Beijing Neurosurgical Institute & Department of Neurosurgery, Beijing Tiantan Hospital Affiliated to Capital Medical University, Capital Medical University, Beijing, China.
Inflammation. 2023 Aug;46(4):1290-1304. doi: 10.1007/s10753-023-01807-4. Epub 2023 Mar 20.
Inflammatory responses after intracerebral hemorrhage (ICH) contribute to severe secondary brain injury, leading to poor clinical outcomes. However, the responsible genes for effective anti-inflammation treatment in ICH remain poorly elucidated. The differentially expressed genes (DEGs) of human ICH were explored by online GEO2R. Go and KEGG were used to explore the biological function of DEGs. Protein-protein interactions (PPI) were built in the String database. Critical modules of PPI were identified by a molecular complex detection algorithm (MCODE). Cytohubba was used to determine the hub genes. The mRNA-miRNA interaction network was built in the miRWalk database. The rat ICH model was applied to validate the key genes. A total of 776 DEGs were identified in ICH. Go and KEGG analyses indicated that DEGs were mainly involved in neutrophil activation and the TNF signaling pathway. GSEA analysis presented that DEGs were significantly enriched in TNF signaling and inflammatory response. PPI network was constructed in the 48 differentially expressed inflammatory response-related genes. The critical module of the PPI network was constructed by 7 MCODE genes and functioned as the inflammatory response. The top 10 hub genes with the highest degrees were identified in the inflammatory response after ICH. CCL20 was confirmed as a key gene and mainly expressed in neurons in the rat ICH model. The regulatory network between CCL20 and miR-766 was built, and the miR-766 decrease was confirmed in a human ICH dataset. CCL20 is a key biomarker of inflammatory response after intracerebral hemorrhage, providing a potential target for inflammatory intervention in ICH.

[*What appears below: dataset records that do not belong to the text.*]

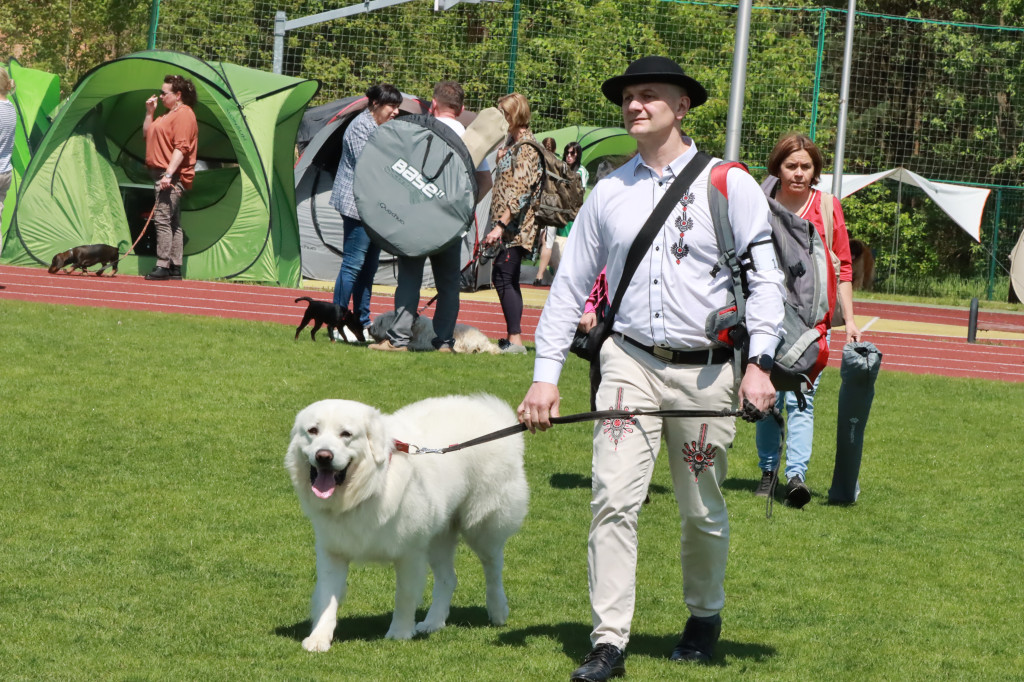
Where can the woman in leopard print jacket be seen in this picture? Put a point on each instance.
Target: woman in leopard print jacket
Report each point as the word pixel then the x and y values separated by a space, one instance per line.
pixel 512 215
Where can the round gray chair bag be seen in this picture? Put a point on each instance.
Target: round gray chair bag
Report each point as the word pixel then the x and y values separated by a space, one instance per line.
pixel 415 186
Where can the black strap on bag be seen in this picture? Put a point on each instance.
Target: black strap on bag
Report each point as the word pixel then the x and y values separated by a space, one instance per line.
pixel 637 251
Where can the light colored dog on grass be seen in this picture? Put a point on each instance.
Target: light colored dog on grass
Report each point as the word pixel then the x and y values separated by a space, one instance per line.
pixel 467 339
pixel 369 501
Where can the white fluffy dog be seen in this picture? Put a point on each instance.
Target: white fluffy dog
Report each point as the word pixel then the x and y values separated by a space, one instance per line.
pixel 369 501
pixel 467 339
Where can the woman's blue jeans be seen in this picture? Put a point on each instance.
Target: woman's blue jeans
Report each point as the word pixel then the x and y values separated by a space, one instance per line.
pixel 355 279
pixel 799 436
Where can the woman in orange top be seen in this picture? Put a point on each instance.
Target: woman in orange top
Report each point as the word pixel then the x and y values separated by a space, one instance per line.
pixel 797 163
pixel 171 141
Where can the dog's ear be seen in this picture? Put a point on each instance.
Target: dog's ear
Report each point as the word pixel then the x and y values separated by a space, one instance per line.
pixel 378 437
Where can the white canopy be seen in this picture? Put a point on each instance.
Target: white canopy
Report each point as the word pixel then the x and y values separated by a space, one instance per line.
pixel 965 205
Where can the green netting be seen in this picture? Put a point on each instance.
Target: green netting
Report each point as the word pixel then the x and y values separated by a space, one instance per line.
pixel 938 97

脑出血(ICH)后的炎症反应导致严重的继发性脑损伤,导致临床预后不良。然而,ICH 有效抗炎治疗的相关基因仍未阐明。通过在线 GEO2R 探索人类 ICH 的差异表达基因(DEGs)。GO 和 KEGG 用于探索 DEGs 的生物学功能。在 String 数据库中构建蛋白质-蛋白质相互作用(PPI)。通过分子复合物检测算法(MCODE)识别 PPI 的关键模块。使用 Cytohubba 确定枢纽基因。在 miRWalk 数据库中构建 mRNA-miRNA 相互作用网络。应用大鼠 ICH 模型验证关键基因。在 ICH 中鉴定出 776 个 DEGs。GO 和 KEGG 分析表明,DEGs 主要参与中性粒细胞激活和 TNF 信号通路。GSEA 分析表明,DEGs 在 TNF 信号和炎症反应中显著富集。在 48 个差异表达的炎症反应相关基因中构建 PPI 网络。通过 7 个 MCODE 基因构建 PPI 网络的关键模块,并作为炎症反应发挥作用。鉴定出脑出血后炎症反应中具有最高度数的前 10 个枢纽基因。CCL20 被确认为关键基因,主要在大鼠 ICH 模型中的神经元中表达。构建了 CCL20 和 miR-766 之间的调控网络,并在人类 ICH 数据集确认了 miR-766 的降低。CCL20 是脑出血后炎症反应的关键生物标志物,为 ICH 中炎症干预提供了潜在的靶点。